Moore, of Rocky Mountain Equality, told The Sun the university’s commitment to the statue confounds her. CU Boulder has long been an involved partner for the nonprofit, which advocates for LGBTQ+ people and collaborates with other groups to create inclusive spaces. Rocky Mountain Equality has participated in university pride nights while the university has sponsored events for the nonprofit, Moore said.
The university’s decision to make it a permanent part of campus is one she said is in direct conflict with how inclusive CU has been for the LGBTQ+ community.
“It makes me sick to my stomach to think that CU Boulder would put up a statue for a man who created so much harm in the state of Colorado for gay and lesbian people,” Moore told The Sun, referencing McCartney’s support of Amendment 2. That measure, approved by voters in 1992, outlawed policies designed to safeguard gay people from discrimination and was overturned by the U.S. Supreme Court in 1996.
Moore called CU Boulder’s statement “a pretty shallow response,” arguing that it doesn’t matter that the statue is privately funded since it will live on public grounds.
She added that the pain McCartney inflicted on the queer community in the 1990s remains fresh for longtime Boulder residents — almost as if he made his statements yesterday.

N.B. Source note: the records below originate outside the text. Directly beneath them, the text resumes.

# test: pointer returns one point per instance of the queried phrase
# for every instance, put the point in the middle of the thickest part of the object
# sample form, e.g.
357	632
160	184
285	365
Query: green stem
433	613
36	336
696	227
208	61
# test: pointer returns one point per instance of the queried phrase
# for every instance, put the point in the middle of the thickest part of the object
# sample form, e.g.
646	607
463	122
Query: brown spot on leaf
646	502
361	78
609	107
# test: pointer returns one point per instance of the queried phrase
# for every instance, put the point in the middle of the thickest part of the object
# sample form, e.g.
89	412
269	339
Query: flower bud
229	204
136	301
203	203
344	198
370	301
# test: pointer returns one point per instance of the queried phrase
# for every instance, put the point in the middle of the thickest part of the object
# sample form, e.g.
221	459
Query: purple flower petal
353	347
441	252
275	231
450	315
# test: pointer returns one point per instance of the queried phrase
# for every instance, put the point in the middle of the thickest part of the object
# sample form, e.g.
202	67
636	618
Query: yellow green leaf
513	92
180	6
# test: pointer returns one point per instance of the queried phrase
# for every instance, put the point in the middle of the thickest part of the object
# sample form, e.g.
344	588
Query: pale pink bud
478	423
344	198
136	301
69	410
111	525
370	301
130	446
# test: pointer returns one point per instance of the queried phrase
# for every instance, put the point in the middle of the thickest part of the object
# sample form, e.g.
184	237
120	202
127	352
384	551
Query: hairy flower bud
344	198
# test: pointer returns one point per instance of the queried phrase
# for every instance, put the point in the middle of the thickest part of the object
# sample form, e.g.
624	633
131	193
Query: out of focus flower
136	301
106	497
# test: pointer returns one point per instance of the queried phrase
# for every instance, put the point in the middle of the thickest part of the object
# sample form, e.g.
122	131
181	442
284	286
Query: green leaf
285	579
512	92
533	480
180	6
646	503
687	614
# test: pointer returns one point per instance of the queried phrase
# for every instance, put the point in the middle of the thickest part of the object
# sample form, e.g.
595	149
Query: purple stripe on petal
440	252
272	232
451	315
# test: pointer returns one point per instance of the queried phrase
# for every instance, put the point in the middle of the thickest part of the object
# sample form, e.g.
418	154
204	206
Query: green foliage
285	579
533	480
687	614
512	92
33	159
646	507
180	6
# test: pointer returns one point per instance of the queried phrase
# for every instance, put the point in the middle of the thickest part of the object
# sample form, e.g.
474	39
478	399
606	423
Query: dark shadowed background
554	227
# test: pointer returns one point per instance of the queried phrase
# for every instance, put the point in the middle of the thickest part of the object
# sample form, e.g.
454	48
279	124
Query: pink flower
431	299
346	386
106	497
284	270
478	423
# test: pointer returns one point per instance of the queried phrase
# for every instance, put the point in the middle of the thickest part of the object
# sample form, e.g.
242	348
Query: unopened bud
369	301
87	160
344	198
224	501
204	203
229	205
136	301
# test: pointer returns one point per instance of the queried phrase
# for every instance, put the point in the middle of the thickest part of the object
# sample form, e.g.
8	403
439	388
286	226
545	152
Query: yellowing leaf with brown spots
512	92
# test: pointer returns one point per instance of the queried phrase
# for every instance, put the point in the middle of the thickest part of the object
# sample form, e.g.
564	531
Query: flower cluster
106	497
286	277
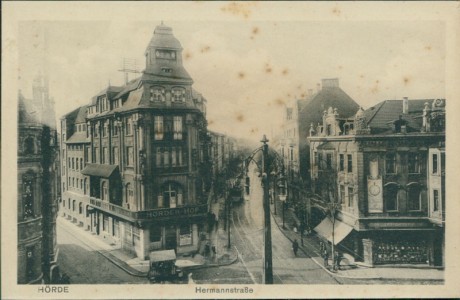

The pain feels equally raw for Dorado, the 2014 graduate, with the statue scraping open an old wound from his days on campus as a first-generation college student, undocumented at the time, and still not open about his sexuality.
When Dorado first learned the statue was in motion, he said he was immediately transported back in time to a moment when, as a student, he came across a “Confessions of CU Boulder” Facebook page asking “Why … are there so many little Mexican children in the library?”
The same tidal wave of emotions that overwhelmed him in that moment surged again: “I can work as hard as possible. I can be as involved as possible on this campus, but at the end of the day, I’m either not welcome here or I am not free to be my full self here.”
Dorado said he understands CU Boulder leaders’ intention to pay tribute to “the victories on the field.” But he and others in the LGBTQ+ community wonder if there is another way to memorialize the 1990 championship team, perhaps with a statue of the whole team or with a statue of McCartney in a more private spot on campus instead.
He also questions at what point the university is prioritizing the interests of donors over students and alumni.
“I think it’s really important to make sure that as they’re striving to make CU Boulder be an inclusive campus but also one that is a place where dialogue and an exchange of ideas can happen, that they be very careful to ensure that those ideas are not rooted in hate for one another,” he said, “because once we start to memorialize folks who have those ideas, it puts the university in a very dangerous position in my opinion to embrace and endorse them by erecting a statue.”